HARRISBURG – The ride-sharing battle in Pennsylvania finally reached the end following the legalization of such services across the state.
Gov. Tom Wolf recently signed into law Senate Bill 984, which aimed to legalize the operation of ride-sharing companies such as Uber and Lyft in Pennsylvania. Prior to this development, the state only offered a temporary authority to the companies.
To be specific, the ride-sharing services were granted the license to operate when the state plays host to nationwide events, during times of emergency like a train breakdown, or other uncommon incidents. The enactment of SB 984 has put an end to this back-and-forth between the companies and the state.

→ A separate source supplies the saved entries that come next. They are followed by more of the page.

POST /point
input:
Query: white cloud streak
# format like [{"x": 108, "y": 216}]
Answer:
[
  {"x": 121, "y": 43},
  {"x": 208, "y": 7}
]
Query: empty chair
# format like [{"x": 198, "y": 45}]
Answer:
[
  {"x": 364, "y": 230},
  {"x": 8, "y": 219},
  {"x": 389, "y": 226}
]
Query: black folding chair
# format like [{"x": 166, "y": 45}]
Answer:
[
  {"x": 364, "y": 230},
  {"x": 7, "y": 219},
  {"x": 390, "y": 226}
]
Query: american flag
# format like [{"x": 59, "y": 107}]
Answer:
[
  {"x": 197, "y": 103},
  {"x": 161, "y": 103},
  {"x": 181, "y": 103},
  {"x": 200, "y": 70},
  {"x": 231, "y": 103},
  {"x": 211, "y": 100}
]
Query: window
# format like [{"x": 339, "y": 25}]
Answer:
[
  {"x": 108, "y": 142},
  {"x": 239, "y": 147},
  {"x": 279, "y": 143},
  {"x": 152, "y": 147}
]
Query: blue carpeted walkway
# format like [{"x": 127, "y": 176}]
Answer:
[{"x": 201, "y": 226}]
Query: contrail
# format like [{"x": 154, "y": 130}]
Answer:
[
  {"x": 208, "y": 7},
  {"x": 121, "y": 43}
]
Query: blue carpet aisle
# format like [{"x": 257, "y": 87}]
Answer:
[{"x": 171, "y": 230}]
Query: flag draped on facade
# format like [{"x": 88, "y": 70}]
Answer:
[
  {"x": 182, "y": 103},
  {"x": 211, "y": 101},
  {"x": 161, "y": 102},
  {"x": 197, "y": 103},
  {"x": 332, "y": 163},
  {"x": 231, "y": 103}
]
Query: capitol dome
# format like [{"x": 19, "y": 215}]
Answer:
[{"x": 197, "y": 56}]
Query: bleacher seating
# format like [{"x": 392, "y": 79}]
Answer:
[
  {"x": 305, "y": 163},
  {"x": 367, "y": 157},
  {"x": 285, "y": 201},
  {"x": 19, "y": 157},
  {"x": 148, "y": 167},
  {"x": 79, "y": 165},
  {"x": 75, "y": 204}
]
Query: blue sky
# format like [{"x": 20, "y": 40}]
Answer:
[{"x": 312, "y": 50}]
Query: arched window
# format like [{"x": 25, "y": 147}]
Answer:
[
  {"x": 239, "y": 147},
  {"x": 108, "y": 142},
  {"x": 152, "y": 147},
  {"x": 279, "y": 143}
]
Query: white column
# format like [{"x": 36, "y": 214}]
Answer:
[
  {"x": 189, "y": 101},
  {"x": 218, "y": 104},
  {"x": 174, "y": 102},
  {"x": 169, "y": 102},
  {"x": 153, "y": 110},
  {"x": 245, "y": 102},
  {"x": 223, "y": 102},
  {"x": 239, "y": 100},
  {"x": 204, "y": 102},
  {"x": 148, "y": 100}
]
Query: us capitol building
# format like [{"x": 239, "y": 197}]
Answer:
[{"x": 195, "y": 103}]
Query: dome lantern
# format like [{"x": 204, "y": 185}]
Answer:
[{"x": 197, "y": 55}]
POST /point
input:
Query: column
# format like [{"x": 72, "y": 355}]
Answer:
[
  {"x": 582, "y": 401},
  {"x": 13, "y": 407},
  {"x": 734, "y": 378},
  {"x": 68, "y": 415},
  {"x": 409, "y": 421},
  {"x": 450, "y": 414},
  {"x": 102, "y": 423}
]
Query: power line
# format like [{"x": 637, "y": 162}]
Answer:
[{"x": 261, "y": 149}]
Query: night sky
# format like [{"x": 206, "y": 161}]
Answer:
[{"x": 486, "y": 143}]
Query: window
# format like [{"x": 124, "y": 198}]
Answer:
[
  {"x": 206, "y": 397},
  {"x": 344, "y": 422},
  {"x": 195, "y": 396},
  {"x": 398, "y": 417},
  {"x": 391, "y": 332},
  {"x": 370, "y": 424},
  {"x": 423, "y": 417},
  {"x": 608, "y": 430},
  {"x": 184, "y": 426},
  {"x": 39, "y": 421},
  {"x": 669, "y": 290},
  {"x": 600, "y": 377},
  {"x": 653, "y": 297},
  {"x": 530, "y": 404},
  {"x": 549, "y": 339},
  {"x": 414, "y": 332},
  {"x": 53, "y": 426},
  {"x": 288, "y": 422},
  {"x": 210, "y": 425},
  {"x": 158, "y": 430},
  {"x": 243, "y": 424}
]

Apart from finally reaching a resolution with the ride-sharing companies, the state also gained another benefit from the law. One of the provisions of SB 984 is that two-thirds of the tax revenue obtained from the services would be allocated to the funds of school districts.
“This is a victory for Philadelphia’s consumers, but it is also a victory for our schools. I am very proud that the majority of the tax revenue generated by ride-sharing will go to the Philadelphia School District,” state Sen. Vincent Hughes (D-Philadelphia) in a press release said.
He added, “Our schools need every dollar that we can find, so I’m pleased this was a part of the compromise to legalize ride-sharing in Philadelphia.”
Wolf also shared that the new law aims to send a message to companies. He believed that this move would encourage more businesses to invest in the commonwealth, especially since Uber chose Pittsburgh as the headquarters for its advanced robotics research.
“I want to thank the Legislature for working with me to finally pass a long-term solution that will allow ride-sharing companies like Uber and Lyft to operate everywhere in Pennsylvania,” Wolf said.
“This bill puts an end to any question about these companies operating in our commonwealth, especially in Philadelphia."
Wolf also pointed out that the ride-sharing companies would greatly benefit the members of the community. He noted that safety precautions implemented by these service providers, such as thorough vetting of their drivers and background checks, provide added protection to consumers.
State Rep. Robert Godshall (R-Souderton), who was a supporter of the law along with Rep. Maria Donatucci (D-Philadelphia) and Hughes, further discussed the benefits of the ride-sharing services to the state.
“Transportation network companies, such as Uber and Lyft, provide a tremendous service to the public – particularly those in areas with limited or no taxicab service,” Godshall said. “It took four years and a lot of bipartisan work to reach the compromises necessary for an agreement. Uber and Lyft have changed the way people travel in urban, suburban and rural areas and I am pleased that they, and companies like them, can now operate legally and permanently in the commonwealth.”
The law would set the requirements, conditions and the regulatory framework for the operation of the ride-sharing companies. It also covered provisions geared towards driver and consumer protection. SB 984 was sponsored by Sen. Camera Bartolotta (R-Monongahela).